Zack_M_Davis 6 Mar 2024 17:53 UTC
66 points
18
on: My Clients, The Liars

Why are you working for the prosecutors?

This is a pretty reasonable question from the client’s perspective! When I was in psychiatric prison (“hospital”, they call it a “hospital”) and tried to complain to the staff about the injustice of my confinement, I was told that I could call “patient’s rights”.
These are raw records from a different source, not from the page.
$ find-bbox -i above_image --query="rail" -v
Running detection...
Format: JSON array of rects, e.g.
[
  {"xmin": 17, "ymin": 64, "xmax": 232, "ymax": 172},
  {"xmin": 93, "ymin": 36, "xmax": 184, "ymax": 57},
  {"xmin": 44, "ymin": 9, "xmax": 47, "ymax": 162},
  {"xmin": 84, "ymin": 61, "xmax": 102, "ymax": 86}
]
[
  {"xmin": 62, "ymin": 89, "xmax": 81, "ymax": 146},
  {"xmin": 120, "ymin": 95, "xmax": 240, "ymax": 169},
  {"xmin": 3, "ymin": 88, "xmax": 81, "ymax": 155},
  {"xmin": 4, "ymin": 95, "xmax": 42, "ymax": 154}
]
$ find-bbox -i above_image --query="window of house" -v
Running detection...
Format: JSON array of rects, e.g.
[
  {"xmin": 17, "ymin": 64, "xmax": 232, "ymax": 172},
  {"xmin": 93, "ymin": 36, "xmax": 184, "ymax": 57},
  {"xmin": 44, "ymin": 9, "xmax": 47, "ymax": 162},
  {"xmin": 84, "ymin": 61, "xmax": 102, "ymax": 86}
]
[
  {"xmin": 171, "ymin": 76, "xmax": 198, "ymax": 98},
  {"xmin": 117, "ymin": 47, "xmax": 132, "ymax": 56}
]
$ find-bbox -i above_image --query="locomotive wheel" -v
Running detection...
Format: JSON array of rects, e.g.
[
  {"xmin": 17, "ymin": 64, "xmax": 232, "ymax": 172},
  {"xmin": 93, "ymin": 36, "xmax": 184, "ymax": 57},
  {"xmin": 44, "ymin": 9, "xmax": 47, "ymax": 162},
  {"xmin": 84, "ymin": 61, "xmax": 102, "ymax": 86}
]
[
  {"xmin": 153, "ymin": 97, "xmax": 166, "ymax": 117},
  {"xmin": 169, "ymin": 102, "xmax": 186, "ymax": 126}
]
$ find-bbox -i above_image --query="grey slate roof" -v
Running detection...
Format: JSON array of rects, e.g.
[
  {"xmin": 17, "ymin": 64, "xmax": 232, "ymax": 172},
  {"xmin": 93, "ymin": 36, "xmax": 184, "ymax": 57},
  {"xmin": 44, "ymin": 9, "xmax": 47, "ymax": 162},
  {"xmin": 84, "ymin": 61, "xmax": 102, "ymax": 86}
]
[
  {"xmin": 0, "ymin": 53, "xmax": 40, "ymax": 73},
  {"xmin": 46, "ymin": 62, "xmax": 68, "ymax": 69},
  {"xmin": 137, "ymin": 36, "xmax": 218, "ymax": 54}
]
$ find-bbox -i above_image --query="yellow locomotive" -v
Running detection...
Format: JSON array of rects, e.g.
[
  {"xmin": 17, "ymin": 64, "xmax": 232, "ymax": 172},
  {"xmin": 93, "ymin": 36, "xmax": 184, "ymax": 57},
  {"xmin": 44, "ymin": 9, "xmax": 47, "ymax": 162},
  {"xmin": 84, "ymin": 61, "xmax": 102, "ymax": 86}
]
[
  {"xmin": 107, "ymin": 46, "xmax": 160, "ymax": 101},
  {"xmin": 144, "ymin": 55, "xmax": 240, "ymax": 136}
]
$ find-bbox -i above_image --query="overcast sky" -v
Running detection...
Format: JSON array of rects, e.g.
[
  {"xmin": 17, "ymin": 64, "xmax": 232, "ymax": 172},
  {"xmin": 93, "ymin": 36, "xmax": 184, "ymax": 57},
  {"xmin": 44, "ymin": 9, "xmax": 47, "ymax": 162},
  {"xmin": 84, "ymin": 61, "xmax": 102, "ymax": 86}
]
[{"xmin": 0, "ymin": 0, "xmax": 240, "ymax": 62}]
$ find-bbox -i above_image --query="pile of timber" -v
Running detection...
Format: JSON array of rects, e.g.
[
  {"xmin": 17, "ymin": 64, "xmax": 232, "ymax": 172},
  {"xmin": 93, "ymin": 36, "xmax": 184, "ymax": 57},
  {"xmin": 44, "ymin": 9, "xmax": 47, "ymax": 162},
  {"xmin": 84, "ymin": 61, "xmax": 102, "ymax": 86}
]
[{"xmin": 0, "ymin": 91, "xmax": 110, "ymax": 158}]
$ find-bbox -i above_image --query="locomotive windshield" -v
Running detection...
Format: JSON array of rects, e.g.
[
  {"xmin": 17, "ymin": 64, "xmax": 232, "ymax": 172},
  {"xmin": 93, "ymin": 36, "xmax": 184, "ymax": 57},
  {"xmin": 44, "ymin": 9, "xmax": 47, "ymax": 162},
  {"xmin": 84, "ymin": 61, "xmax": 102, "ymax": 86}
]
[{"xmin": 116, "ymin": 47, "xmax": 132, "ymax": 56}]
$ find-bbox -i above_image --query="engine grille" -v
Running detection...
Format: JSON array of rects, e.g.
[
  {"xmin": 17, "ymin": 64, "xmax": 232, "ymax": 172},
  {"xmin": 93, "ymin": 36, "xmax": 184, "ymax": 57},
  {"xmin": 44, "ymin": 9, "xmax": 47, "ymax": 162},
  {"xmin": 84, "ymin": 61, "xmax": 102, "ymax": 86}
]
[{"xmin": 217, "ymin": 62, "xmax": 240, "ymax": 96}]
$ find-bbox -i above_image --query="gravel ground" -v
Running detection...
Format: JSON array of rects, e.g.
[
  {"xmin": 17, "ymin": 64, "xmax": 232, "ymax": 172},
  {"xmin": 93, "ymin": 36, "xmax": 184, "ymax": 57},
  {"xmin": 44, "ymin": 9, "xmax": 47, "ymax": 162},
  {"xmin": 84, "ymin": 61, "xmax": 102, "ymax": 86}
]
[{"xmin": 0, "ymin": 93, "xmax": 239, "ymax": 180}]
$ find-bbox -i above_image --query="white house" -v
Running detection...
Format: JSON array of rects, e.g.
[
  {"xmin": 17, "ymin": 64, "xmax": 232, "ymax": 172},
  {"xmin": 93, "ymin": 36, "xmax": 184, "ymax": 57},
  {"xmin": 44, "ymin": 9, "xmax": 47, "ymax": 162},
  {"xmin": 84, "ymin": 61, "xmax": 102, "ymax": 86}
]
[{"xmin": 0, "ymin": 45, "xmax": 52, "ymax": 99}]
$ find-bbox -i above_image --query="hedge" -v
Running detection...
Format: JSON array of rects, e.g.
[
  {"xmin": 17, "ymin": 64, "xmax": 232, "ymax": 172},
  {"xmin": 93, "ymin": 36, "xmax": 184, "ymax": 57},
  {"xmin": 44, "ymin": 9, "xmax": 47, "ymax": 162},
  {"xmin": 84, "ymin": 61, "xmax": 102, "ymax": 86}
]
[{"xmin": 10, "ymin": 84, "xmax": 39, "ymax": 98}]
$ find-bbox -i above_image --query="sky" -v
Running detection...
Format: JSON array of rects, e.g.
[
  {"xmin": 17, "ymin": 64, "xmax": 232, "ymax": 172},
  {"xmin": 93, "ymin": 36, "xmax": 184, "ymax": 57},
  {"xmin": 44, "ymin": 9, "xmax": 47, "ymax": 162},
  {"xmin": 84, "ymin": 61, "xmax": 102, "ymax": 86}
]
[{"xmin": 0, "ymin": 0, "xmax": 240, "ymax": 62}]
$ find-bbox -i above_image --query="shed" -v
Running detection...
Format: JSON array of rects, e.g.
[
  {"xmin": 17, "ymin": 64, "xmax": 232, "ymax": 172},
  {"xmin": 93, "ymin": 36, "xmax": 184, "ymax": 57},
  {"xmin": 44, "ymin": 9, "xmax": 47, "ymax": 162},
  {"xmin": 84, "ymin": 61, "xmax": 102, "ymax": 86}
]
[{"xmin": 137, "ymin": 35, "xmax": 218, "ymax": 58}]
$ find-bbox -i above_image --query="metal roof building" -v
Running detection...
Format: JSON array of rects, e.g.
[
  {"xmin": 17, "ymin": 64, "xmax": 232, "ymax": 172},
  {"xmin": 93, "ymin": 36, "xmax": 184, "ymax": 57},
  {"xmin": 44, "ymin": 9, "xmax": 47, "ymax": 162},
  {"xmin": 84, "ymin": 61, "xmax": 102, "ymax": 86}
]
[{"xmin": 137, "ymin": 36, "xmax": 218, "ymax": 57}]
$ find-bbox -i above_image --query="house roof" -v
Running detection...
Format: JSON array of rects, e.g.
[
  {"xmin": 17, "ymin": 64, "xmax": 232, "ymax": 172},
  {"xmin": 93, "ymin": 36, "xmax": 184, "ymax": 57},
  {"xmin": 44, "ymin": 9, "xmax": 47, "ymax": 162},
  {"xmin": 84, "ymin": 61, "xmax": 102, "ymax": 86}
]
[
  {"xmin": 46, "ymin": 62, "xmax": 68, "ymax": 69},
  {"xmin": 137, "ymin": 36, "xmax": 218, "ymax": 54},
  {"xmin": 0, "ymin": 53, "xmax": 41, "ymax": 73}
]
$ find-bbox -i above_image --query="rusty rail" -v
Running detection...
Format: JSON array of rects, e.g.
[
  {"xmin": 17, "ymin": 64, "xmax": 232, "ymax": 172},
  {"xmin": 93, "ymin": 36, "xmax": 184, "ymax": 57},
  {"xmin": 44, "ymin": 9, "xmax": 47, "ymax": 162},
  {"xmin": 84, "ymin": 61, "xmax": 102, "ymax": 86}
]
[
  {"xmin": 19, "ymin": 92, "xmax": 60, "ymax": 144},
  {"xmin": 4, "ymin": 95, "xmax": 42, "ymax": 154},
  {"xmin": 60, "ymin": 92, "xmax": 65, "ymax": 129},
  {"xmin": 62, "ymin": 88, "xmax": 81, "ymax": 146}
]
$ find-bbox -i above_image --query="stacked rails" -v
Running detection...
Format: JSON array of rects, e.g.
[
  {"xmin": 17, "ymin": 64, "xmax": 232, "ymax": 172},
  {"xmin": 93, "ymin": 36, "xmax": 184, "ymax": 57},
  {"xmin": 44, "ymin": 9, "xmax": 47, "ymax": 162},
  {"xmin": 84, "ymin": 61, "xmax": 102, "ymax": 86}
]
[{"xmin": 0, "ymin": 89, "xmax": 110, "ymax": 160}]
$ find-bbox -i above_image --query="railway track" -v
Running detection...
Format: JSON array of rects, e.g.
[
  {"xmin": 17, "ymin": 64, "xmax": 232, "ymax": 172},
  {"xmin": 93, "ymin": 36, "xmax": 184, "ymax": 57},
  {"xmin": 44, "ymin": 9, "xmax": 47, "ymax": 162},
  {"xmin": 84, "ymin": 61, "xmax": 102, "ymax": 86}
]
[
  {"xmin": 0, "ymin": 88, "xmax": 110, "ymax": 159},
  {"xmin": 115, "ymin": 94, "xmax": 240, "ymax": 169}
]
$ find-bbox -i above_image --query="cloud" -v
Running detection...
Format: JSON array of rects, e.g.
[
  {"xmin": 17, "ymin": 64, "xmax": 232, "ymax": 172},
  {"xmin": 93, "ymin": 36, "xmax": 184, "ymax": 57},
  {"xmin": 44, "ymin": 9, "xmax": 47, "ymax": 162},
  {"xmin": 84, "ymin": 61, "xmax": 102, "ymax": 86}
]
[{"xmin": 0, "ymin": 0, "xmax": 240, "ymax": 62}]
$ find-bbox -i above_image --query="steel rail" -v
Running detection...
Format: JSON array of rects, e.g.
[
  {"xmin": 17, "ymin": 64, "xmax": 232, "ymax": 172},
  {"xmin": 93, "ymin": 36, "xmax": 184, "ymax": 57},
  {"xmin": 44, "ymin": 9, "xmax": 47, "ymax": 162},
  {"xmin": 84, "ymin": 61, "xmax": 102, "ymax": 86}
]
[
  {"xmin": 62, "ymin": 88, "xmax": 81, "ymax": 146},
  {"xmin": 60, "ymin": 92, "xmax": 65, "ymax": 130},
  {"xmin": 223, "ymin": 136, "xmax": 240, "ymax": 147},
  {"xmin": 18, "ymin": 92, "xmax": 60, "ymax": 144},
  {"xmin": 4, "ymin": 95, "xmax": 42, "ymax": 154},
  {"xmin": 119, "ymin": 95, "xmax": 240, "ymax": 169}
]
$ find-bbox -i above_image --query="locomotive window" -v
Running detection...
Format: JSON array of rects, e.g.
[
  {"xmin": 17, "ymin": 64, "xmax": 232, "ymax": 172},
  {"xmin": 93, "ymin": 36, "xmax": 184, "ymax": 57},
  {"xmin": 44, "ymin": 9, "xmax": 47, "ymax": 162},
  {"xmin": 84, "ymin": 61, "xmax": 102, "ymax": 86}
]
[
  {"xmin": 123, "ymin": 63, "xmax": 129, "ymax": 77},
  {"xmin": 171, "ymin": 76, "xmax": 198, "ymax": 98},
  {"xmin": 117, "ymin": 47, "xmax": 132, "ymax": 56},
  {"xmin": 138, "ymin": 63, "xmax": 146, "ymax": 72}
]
I didn’t bother. If the staff wasn’t going to listen, what was the designated complaint line going to do?

Later, I found out that patient’s rights advocates apparently are supposed to be independent, and not just a meaningless formality. (Scott Alexander: “Usually the doctors hate them, which I take as a pretty good sign that they are actually independent and do their job.”)

This was not at all obvious from the inside. I can only imagine a lot of criminal defendants have a similar experience. Defense attorneys are frustrated that their clients don’t understand that they’re trying to help—but that “help” is all within the rules set by the justice system. From the perspective of a client who doesn’t think he did anything particularly wrong (whether or not the law agrees), the defense attorney is part of the system.

I think my intuition was correct to dismiss patient’s rights as useless. I’m sure they believe that they’re working to protect patients’ interests, and would have been frustrated that I didn’t appreciate that. But what I wanted was not redress of any particular mistreatment that the system recognized as mistreatment, but to be let out of psych jail—and on that count, I’m sure patient’s rights would have told me that the evidence was harmful to my case. They were working for the doctors, not for me.